Ketika masih kecil tentu kita senang bermain sabun untuk dibuat gelembung-gelembung udara menggunakan alat sedotan, yang kemudian melayang-layang terbawa angin. Dan sampai sekarang permainan seperti ini juga masih disukai oleh anak-anak menggunakan bahan lain yang lebih modern meski masih tetap bersifat seperti sabun.

Gelembung sabun yang selalu melayang di udara ini bisa dijadikan ide baru untuk membuat desain meja kaca, terutama pada bagian kaki atau konstruksinya. Tampilan meja seperti ini akan memunculkan kesan yang unik, cantik namun tetap elegan. Sedangkan penggunaan kacanya selain akan memberi nuansa yang bersih, sejuk dan dingin.

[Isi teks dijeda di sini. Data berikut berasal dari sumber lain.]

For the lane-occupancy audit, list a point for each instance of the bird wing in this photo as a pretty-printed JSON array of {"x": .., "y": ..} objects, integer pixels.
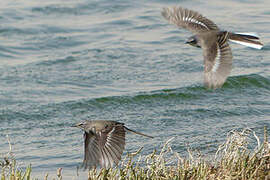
[
  {"x": 217, "y": 61},
  {"x": 91, "y": 151},
  {"x": 188, "y": 19},
  {"x": 111, "y": 141}
]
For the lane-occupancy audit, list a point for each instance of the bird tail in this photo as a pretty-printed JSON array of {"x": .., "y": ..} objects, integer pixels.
[
  {"x": 247, "y": 39},
  {"x": 130, "y": 130}
]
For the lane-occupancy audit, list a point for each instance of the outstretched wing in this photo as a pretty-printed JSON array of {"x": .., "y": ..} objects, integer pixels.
[
  {"x": 112, "y": 144},
  {"x": 217, "y": 62},
  {"x": 188, "y": 19},
  {"x": 105, "y": 147},
  {"x": 91, "y": 151}
]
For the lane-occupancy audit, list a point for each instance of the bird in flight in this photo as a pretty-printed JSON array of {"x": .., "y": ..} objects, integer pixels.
[
  {"x": 213, "y": 41},
  {"x": 104, "y": 142}
]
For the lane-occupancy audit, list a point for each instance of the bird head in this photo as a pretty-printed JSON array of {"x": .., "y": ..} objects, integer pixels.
[
  {"x": 81, "y": 125},
  {"x": 193, "y": 41}
]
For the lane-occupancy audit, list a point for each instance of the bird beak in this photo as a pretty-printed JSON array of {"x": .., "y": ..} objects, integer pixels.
[{"x": 74, "y": 125}]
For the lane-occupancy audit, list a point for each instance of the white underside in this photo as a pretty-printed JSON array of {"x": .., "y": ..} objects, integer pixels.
[
  {"x": 217, "y": 61},
  {"x": 252, "y": 45}
]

Untuk membuat meja gelembung udara ini bahan yang digunakan adalah kayu. Kayu ini dipotong-potong kemudian dibuat bulatan atau seperti bola dengan cara dibubut. Buatlah bola kayu dengan berbagai macam ukuran dari yang kecil hingga besar. Tujuan dari penggunaan ukuran yang bermacam-macam ini adalah untuk memunculkan tampilan gelembung udara sabun yang ukurannya juga selalu tidak sama.

Jika bola kayu ini nantinya hanya diberi lapisan pelitur, sebaiknya menggunakan kayu yang struktur dan susunan seratnya bisa terlihat jelas sehingga bisa memunculkan kesan yang lebih unik. Sedangkan jika ingin diberi warna, boleh memilih jenis kayu apa saja namun tetap kuat dan tidak mudah lapuk.

Setelah bola kayu selesai dibuat dan dihaluskan menggunakan ampelas, langkah selanjutnya adalah menyusun bola-bola kayu tersebut dan menjadikannya sebagai konstruksi dan kaki meja. Penyusunan bola kayu ini merupakan pekerjaan yang paling sulit karena harus memperhitungkan keseimbangan antara bagian sisi yang kiri, kanan dan depan serta belakang. Jadi pemilihan ukuran bola kayu dari masing-masing sisi tersebut harus dilakukan dengan cermat sehingga akan menghasilkan kekuatan yang sama dari masing-masing bagian atau sisi.

Selain itu hal lain yang juga harus diperhitungkan adalah ketinggiannya harus sama dan sejajar baik untuk bagian yang atas serta bagian bawah. Jika ada kesalahan meski hanya kecil dalam perhitungan ketinggian ini akan menyebabkan meja menjadi miring atau tidak kuat menahan beban.

Jika merasa kesulitan untuk membuat perhitungan tersebut, sebelum bola kayu dibuat kita bisa membuat gambar atau sketsa konstruksi bola kayu ini. Dengan sketsa ini perhitungan bisa dibuat lebih mudah. Karena ketika membuat bola kayu kita tinggal menggunakan ukuran yang sesuai dengan perhitungan yang telah dibuat.

Sedangkan elemen yang digunakan untuk merekatkan susunan bola kayu ini adalah menggunakan pantek. Yaitu paku bikinan sendiri yang terbuat dari kayu. Caranya adalah kayu dipotong kecil-kecil dengan ukuran sekitar empat hingga tujuh sentimeter kemudian dibundarkan seperti pipa dengan ukuran diameter sekitar dua hingga lima millimeter.

Potongan kayu ini kemudian dimasukan ke dalam bola kayu yang sebelumnya sudah diberi lubang dengan cara dibor. Ukuran lubang yang dibuat ini harus lebih kecil sedikit daripada ukuran diameter pantek yang telah dibuat. Tujuannya adalah agar pantek bisa masuk namun tidak mudah terlepas kembali.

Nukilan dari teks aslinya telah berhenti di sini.